07/10/2009

Le poids des mots

 

 

Les mots ont un poids et certains l’apprennent à leurs dépends et/ou l’imposent aux dépends des autres.

 

Dans une société où l’on s’évertue à casser le lien entre signifié et signifiant, destructurant ainsi la base même du langage (mais certains diront que cette déstructuration ouvre ainsi de nouvelles possibilités à ce même langage), la personne avec autisme nous ramène tout simplement vers le bon sens. Certes à sa manière. Certes sa manière n’est pas l’unique, mais elle a du bon, le sens justement.

 

La personne avec autisme ne maîtrise pas le sens social, ni la portée sociale des mots, elle (ne) maîtrise (que) le sens littéral, concret. C’est d’ailleurs notre principale différence avec elle.

 

Nous autres, neurotypiques, nous employons des mots à escient avec tout ce qu’ils comportent comme charge émotive, comme implicites, comme codes socio-politiques, etc.. La personne avec autisme, non. Non, sauf si on les lui apprend.

 

C’est l’une de mes tâches.
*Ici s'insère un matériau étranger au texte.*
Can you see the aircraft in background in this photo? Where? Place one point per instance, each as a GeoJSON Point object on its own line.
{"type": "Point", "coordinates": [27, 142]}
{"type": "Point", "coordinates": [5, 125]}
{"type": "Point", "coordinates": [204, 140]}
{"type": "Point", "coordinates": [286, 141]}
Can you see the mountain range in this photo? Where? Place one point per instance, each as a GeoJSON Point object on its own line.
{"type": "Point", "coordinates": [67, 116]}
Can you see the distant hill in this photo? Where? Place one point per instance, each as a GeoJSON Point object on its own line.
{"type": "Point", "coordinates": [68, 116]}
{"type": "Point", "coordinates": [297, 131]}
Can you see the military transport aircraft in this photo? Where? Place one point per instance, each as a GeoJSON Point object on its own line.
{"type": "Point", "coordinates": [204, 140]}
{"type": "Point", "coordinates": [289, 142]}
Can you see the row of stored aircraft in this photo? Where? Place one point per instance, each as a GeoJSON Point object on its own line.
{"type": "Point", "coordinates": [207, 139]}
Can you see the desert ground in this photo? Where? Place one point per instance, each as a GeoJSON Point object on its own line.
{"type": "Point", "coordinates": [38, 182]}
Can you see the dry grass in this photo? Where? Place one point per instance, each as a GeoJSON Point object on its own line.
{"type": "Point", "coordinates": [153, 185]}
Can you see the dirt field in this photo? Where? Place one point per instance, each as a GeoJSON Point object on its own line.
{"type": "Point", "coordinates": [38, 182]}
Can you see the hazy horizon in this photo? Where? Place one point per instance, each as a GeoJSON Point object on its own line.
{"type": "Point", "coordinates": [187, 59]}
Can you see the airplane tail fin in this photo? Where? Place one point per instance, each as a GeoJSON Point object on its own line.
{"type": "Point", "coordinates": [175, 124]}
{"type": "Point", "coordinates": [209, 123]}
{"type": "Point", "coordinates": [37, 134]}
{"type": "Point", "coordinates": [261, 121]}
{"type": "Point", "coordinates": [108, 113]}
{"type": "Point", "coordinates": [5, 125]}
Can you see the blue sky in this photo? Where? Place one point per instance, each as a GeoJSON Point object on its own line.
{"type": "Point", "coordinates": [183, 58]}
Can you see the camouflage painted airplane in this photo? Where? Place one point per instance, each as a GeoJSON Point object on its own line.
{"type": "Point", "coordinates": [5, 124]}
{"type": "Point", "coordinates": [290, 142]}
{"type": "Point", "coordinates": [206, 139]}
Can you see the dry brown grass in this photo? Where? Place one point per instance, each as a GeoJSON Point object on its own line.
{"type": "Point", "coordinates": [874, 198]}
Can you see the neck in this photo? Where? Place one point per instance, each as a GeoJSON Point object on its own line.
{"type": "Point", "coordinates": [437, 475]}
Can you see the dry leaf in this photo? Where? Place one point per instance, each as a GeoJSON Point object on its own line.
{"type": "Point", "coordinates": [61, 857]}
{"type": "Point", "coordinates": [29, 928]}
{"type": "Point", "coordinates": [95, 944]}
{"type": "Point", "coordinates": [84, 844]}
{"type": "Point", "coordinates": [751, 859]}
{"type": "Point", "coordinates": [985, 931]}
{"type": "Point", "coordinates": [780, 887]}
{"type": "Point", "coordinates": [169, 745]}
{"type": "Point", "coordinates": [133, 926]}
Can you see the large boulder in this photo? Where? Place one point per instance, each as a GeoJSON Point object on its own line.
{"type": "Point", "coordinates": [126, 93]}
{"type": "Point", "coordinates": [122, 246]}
J’apprends à mon élève le poids des mots : une étymologie, une tradition, une histoire. Donc une portée.

 

casques-momo-design.jpgIl m’arrive, parfois (je l’avoue), d’envier mon élève et sa manière de maîtriser le langage : qui a dit que la légèreté des mots était insoutenable ? Je me rends compte parfois qu’en lui apprenant le  poids mots, je lui apprends souvent également le sens des maux.

 

Enseigner à une personne avec autisme est au fond un excellent baromètre pour évaluer les mots –maux de notre société. Tiens, j’ai une idée demain je lui apprendrai ce que Momo signifie. Qu’en pensez-vous ? Un peu de marketing sportif, version branchée, nous permettra d'être mieux casqués pour affronter le poids des mots…euh…en somme, j’espère.